IHITOUSSEN, le village des forgerons (Hamou AMIROUCHE) 1

 

«There is no present or future, only the past happening over and over again»*

(Il n'y a ni présent ni avenir, il y a seulement le passé se reproduisant indéfiniment)

* Eugene O'Neill évoquant l'Irlande sous occupation anglaise.

 

Ahitous, mon père, tenait son surnom de son village Ihitoussen où il était né le 24 février 1904. Perché sur un piton d'argile et de rocaille, à l'instar de tous les villages kabyles, Ihitoussen dominait en contrebas les maigres parcelles de terre parsemées de figuiers et d'oliviers qui avaient cessé d'être nourriciers depuis bien longtemps. La quasi-indifférence dont ces terres ingrates étaient gratifiées, sauf en automne où les figues fraîches commençaient à mûrir, les ravalait automatiquement au niveau de la responsabilité des femmes. Celles-ci, véritables bêtes de somme, souvent s'occupaient de jardinage, près des sources, d'un peu d'agriculture de subsistance, toujours de l'orge plus frugale que le blé, de la corvée de bois et d'eau quasi-quotidienne. On apercevait parfois leurs silhouettes au loin, en pantalon bouffant, moissonnant et même menant d'une main ferme le mulet ou l'âne — les bœufs étant rares dans ces contrées — sur l'aire de battage. En hiver elles faisaient la cueillette des olives, produisaient une ou deux jarres d'huile qui devaient impérativement tenir jusqu'à la récolte suivante. Le tissage de burnous, de couvertures et de l'inévitable tapis artistique (akhellal) que les filles emportent avec elle au moment de leur mariage servait de «loisirs» durant les rudes hivers, presque toujours enneigés d'Ihitoussen, et complétait l'autarcie des familles. Je garde encore le souvenir vivace et ému d'une tante aux yeux d'un vert extraordinaire, veuve, célèbre au village d'Es'Sahel au bord de l'Oued Sebaou pour les melons, pastèques et légumes qu'elle produisait et acheminait elle-même sur le marché hebdomadaire de Tslatha à Aït Ikhlef.
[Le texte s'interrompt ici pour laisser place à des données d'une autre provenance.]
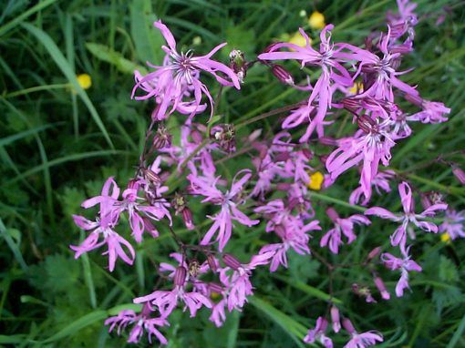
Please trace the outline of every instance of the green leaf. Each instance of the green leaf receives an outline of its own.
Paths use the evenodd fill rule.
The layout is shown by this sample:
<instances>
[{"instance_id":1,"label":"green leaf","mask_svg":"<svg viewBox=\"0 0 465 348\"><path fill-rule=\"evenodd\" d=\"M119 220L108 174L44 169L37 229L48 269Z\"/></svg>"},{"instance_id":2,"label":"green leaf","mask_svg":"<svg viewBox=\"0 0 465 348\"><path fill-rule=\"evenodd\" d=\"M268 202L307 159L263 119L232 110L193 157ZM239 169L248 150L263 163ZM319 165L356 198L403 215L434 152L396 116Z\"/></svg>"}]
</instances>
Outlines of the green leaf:
<instances>
[{"instance_id":1,"label":"green leaf","mask_svg":"<svg viewBox=\"0 0 465 348\"><path fill-rule=\"evenodd\" d=\"M304 339L306 329L300 322L295 322L287 314L272 306L270 303L261 300L257 296L249 298L249 302L256 309L265 313L271 320L283 328L295 342L297 346L304 347L302 340Z\"/></svg>"},{"instance_id":2,"label":"green leaf","mask_svg":"<svg viewBox=\"0 0 465 348\"><path fill-rule=\"evenodd\" d=\"M165 53L161 46L165 44L160 30L153 26L157 20L150 0L133 0L130 5L130 34L138 57L141 62L160 65Z\"/></svg>"},{"instance_id":3,"label":"green leaf","mask_svg":"<svg viewBox=\"0 0 465 348\"><path fill-rule=\"evenodd\" d=\"M39 29L34 26L31 26L30 24L27 24L27 23L25 23L22 26L27 31L29 31L32 35L34 35L40 41L40 43L42 45L44 45L44 46L48 51L49 55L52 56L55 63L60 68L63 75L65 75L65 77L67 78L67 80L73 85L78 95L80 97L80 98L82 99L82 101L84 102L86 107L88 107L88 112L90 112L92 118L94 118L95 123L100 128L100 131L102 132L103 136L105 137L109 147L111 148L115 148L113 146L113 143L111 142L111 139L109 138L108 132L107 131L107 128L105 128L105 125L103 124L102 119L100 118L100 116L97 112L97 109L95 108L94 105L90 101L86 91L84 91L84 89L79 86L79 83L78 82L78 78L76 77L73 68L69 66L69 63L67 62L65 56L63 56L63 54L59 50L57 44L43 30Z\"/></svg>"},{"instance_id":4,"label":"green leaf","mask_svg":"<svg viewBox=\"0 0 465 348\"><path fill-rule=\"evenodd\" d=\"M147 74L147 69L144 67L126 59L119 52L116 52L105 45L88 42L86 47L98 59L111 64L122 73L132 75L134 70L139 70L142 75Z\"/></svg>"},{"instance_id":5,"label":"green leaf","mask_svg":"<svg viewBox=\"0 0 465 348\"><path fill-rule=\"evenodd\" d=\"M64 329L60 330L58 333L54 334L51 337L48 337L46 340L43 341L42 343L49 343L55 341L61 340L62 338L70 336L79 332L80 330L93 324L96 322L100 322L107 318L108 312L107 311L96 311L91 312L88 314L84 315L83 317L78 319L77 321L71 322L69 325L66 326Z\"/></svg>"},{"instance_id":6,"label":"green leaf","mask_svg":"<svg viewBox=\"0 0 465 348\"><path fill-rule=\"evenodd\" d=\"M44 8L49 6L50 5L52 5L55 2L57 2L57 0L42 1L42 2L38 3L37 5L36 5L35 6L32 6L31 8L29 8L27 11L22 13L21 15L19 15L17 17L16 17L12 21L6 23L5 26L0 26L0 36L3 36L4 34L5 34L6 32L8 32L9 30L13 29L14 27L16 27L18 25L18 23L20 23L24 19L43 10Z\"/></svg>"}]
</instances>

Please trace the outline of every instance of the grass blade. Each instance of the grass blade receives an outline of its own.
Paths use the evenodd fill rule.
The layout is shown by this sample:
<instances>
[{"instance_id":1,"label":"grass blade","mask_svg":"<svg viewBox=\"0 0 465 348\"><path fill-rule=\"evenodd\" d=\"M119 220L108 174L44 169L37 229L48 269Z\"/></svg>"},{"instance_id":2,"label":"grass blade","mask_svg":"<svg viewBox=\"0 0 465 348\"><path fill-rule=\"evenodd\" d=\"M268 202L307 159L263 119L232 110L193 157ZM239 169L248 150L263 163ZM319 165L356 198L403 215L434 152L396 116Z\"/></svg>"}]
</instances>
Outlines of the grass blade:
<instances>
[{"instance_id":1,"label":"grass blade","mask_svg":"<svg viewBox=\"0 0 465 348\"><path fill-rule=\"evenodd\" d=\"M76 75L75 75L72 67L69 66L69 63L67 62L67 58L63 56L63 54L59 50L57 44L43 30L39 29L30 24L25 23L22 26L27 31L29 31L32 35L34 35L40 41L40 43L42 45L44 45L44 46L48 51L48 53L52 56L55 63L57 63L57 65L60 68L63 75L65 75L65 77L67 78L67 80L73 85L78 95L81 97L82 101L84 102L84 104L88 107L88 111L90 112L92 118L94 118L95 123L100 128L100 131L102 132L103 136L105 137L105 139L108 143L109 147L111 148L115 148L113 146L113 143L111 142L111 139L109 138L108 132L107 131L107 128L105 128L105 126L102 122L102 119L100 118L100 116L97 112L97 110L96 110L94 105L92 104L92 102L90 101L88 94L79 86L79 83L78 82L78 79L76 77Z\"/></svg>"}]
</instances>

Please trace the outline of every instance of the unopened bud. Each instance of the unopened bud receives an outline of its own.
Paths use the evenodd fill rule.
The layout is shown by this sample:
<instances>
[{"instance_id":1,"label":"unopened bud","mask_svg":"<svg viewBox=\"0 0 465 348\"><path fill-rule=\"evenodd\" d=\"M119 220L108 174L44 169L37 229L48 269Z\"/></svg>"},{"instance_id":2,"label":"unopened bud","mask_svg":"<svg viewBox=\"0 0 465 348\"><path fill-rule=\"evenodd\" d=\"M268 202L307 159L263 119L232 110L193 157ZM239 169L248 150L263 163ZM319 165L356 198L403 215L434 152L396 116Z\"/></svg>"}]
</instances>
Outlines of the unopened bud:
<instances>
[{"instance_id":1,"label":"unopened bud","mask_svg":"<svg viewBox=\"0 0 465 348\"><path fill-rule=\"evenodd\" d=\"M210 270L212 270L212 271L215 273L216 271L218 270L218 260L216 260L213 254L209 254L207 256L207 263L208 267L210 267Z\"/></svg>"},{"instance_id":2,"label":"unopened bud","mask_svg":"<svg viewBox=\"0 0 465 348\"><path fill-rule=\"evenodd\" d=\"M336 306L331 307L331 322L333 330L336 333L341 330L341 322L339 317L339 309Z\"/></svg>"},{"instance_id":3,"label":"unopened bud","mask_svg":"<svg viewBox=\"0 0 465 348\"><path fill-rule=\"evenodd\" d=\"M377 247L375 249L373 249L369 253L368 253L368 256L367 257L367 261L370 261L374 258L376 258L379 252L381 251L381 247Z\"/></svg>"},{"instance_id":4,"label":"unopened bud","mask_svg":"<svg viewBox=\"0 0 465 348\"><path fill-rule=\"evenodd\" d=\"M358 108L360 108L360 99L346 97L342 99L342 105L344 108L355 113Z\"/></svg>"},{"instance_id":5,"label":"unopened bud","mask_svg":"<svg viewBox=\"0 0 465 348\"><path fill-rule=\"evenodd\" d=\"M226 152L236 150L236 130L232 124L214 126L210 133L210 138L217 141L220 148Z\"/></svg>"},{"instance_id":6,"label":"unopened bud","mask_svg":"<svg viewBox=\"0 0 465 348\"><path fill-rule=\"evenodd\" d=\"M192 230L195 226L193 224L193 220L192 220L192 212L191 211L191 210L189 208L184 208L182 210L182 220L184 221L184 224L186 225L186 228L189 230Z\"/></svg>"},{"instance_id":7,"label":"unopened bud","mask_svg":"<svg viewBox=\"0 0 465 348\"><path fill-rule=\"evenodd\" d=\"M453 166L452 173L454 173L455 177L459 179L459 181L460 181L462 185L465 185L465 171L457 166Z\"/></svg>"},{"instance_id":8,"label":"unopened bud","mask_svg":"<svg viewBox=\"0 0 465 348\"><path fill-rule=\"evenodd\" d=\"M384 281L381 278L375 277L375 285L377 286L377 290L381 293L381 297L384 300L389 300L391 298L391 295L389 292L388 292L388 290L386 289Z\"/></svg>"},{"instance_id":9,"label":"unopened bud","mask_svg":"<svg viewBox=\"0 0 465 348\"><path fill-rule=\"evenodd\" d=\"M272 66L272 73L274 75L274 77L276 77L279 82L284 84L284 85L294 85L294 78L286 69L284 69L283 67L281 67L278 64L274 64Z\"/></svg>"},{"instance_id":10,"label":"unopened bud","mask_svg":"<svg viewBox=\"0 0 465 348\"><path fill-rule=\"evenodd\" d=\"M153 137L153 148L160 149L171 147L172 136L168 132L165 126L160 125L155 136Z\"/></svg>"},{"instance_id":11,"label":"unopened bud","mask_svg":"<svg viewBox=\"0 0 465 348\"><path fill-rule=\"evenodd\" d=\"M222 293L223 287L216 282L209 282L208 288L212 292Z\"/></svg>"},{"instance_id":12,"label":"unopened bud","mask_svg":"<svg viewBox=\"0 0 465 348\"><path fill-rule=\"evenodd\" d=\"M174 285L183 286L186 282L187 270L185 267L180 266L174 271Z\"/></svg>"},{"instance_id":13,"label":"unopened bud","mask_svg":"<svg viewBox=\"0 0 465 348\"><path fill-rule=\"evenodd\" d=\"M274 227L274 232L282 239L285 237L285 229L283 225L277 225Z\"/></svg>"},{"instance_id":14,"label":"unopened bud","mask_svg":"<svg viewBox=\"0 0 465 348\"><path fill-rule=\"evenodd\" d=\"M201 264L195 259L192 259L189 261L189 274L191 277L197 277L199 274L199 270L201 269Z\"/></svg>"},{"instance_id":15,"label":"unopened bud","mask_svg":"<svg viewBox=\"0 0 465 348\"><path fill-rule=\"evenodd\" d=\"M337 219L339 219L339 214L337 214L337 211L336 211L335 209L331 207L326 209L326 215L329 216L329 219L331 219L333 221L336 221Z\"/></svg>"},{"instance_id":16,"label":"unopened bud","mask_svg":"<svg viewBox=\"0 0 465 348\"><path fill-rule=\"evenodd\" d=\"M418 95L406 94L404 97L417 107L421 107L423 105L423 99Z\"/></svg>"},{"instance_id":17,"label":"unopened bud","mask_svg":"<svg viewBox=\"0 0 465 348\"><path fill-rule=\"evenodd\" d=\"M161 182L160 177L151 169L143 169L144 177L147 180L154 185L159 185Z\"/></svg>"},{"instance_id":18,"label":"unopened bud","mask_svg":"<svg viewBox=\"0 0 465 348\"><path fill-rule=\"evenodd\" d=\"M139 189L138 180L136 180L135 179L131 179L128 182L128 189Z\"/></svg>"},{"instance_id":19,"label":"unopened bud","mask_svg":"<svg viewBox=\"0 0 465 348\"><path fill-rule=\"evenodd\" d=\"M275 157L276 162L284 162L291 158L291 154L287 151L279 152Z\"/></svg>"},{"instance_id":20,"label":"unopened bud","mask_svg":"<svg viewBox=\"0 0 465 348\"><path fill-rule=\"evenodd\" d=\"M302 153L308 160L312 159L314 158L314 154L312 151L310 151L308 148L303 148Z\"/></svg>"},{"instance_id":21,"label":"unopened bud","mask_svg":"<svg viewBox=\"0 0 465 348\"><path fill-rule=\"evenodd\" d=\"M276 184L276 189L280 191L287 191L291 189L291 184L289 182L278 182Z\"/></svg>"},{"instance_id":22,"label":"unopened bud","mask_svg":"<svg viewBox=\"0 0 465 348\"><path fill-rule=\"evenodd\" d=\"M352 322L348 318L343 319L342 325L349 334L352 334L356 332L356 329L354 328Z\"/></svg>"},{"instance_id":23,"label":"unopened bud","mask_svg":"<svg viewBox=\"0 0 465 348\"><path fill-rule=\"evenodd\" d=\"M247 62L243 56L243 52L233 49L229 54L230 67L237 75L239 81L243 82L243 78L247 75Z\"/></svg>"},{"instance_id":24,"label":"unopened bud","mask_svg":"<svg viewBox=\"0 0 465 348\"><path fill-rule=\"evenodd\" d=\"M337 145L336 139L335 139L333 138L328 138L328 137L318 138L318 142L321 145L328 145L328 146L336 146Z\"/></svg>"},{"instance_id":25,"label":"unopened bud","mask_svg":"<svg viewBox=\"0 0 465 348\"><path fill-rule=\"evenodd\" d=\"M375 121L367 115L361 115L356 118L356 123L365 133L370 133L376 126Z\"/></svg>"},{"instance_id":26,"label":"unopened bud","mask_svg":"<svg viewBox=\"0 0 465 348\"><path fill-rule=\"evenodd\" d=\"M241 262L231 254L222 255L222 261L226 266L232 268L234 271L239 270L241 267Z\"/></svg>"}]
</instances>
Ahitous, mon père, était le quatrième fils d'une famille de quatre garçons et une fille. Cette dernière, comme vexée par l'indifférence affective mêlée d'hostilité qui l'accueillit à sa naissance, malgré son nom, Aziza, (aimée) tombait souvent malade et, chose étrange qui avait frappé l'imagination des parents, quelques jours avant sa mort, elle s'était mise à fredonner sans cesse le chant funèbre traditionnel malgré les exhortations sévères de ma grand-mère très superstitieuse, qui y voyait un mauvais présage.

Aziza ne tarda pas à s'éteindre à l'âge de cinq ans, victime d'une terrible épidémie de typhus. Elle fut ensevelie discrètement dans une fosse minuscule, creusée par mon grand-père lui-même, au cimetière Ebbwanar sur une crête qui domine la vallée du Haut Sébaou et qui offre, lorsqu'on n'est pas affamé, l'un des plus beaux paysages offerts par la nature.

Aziza n'eut pas droit à la litanie mortuaire rituelle ni au cortège funèbre réservés aux adultes, et seul, le chant des cigales dans la canicule inhabituelle au pied du Djurdjura l'accompagna dans son sommeil éternel. De l'au-delà, elle dut être bien surprise, cependant, par les larmes de mon grand-père qui perlèrent brièvement sur un visage impassible, selon ma grand'mère, alors qu'il la portait lui-même, enveloppée dans un minuscule linceul de drap blanc, à sa dernière demeure. La sélection naturelle, bien qu'un peu assistée, respectait les coutumes en choisissant d'emporter une fille qui, de surcroît était «tsavarkant»  brune.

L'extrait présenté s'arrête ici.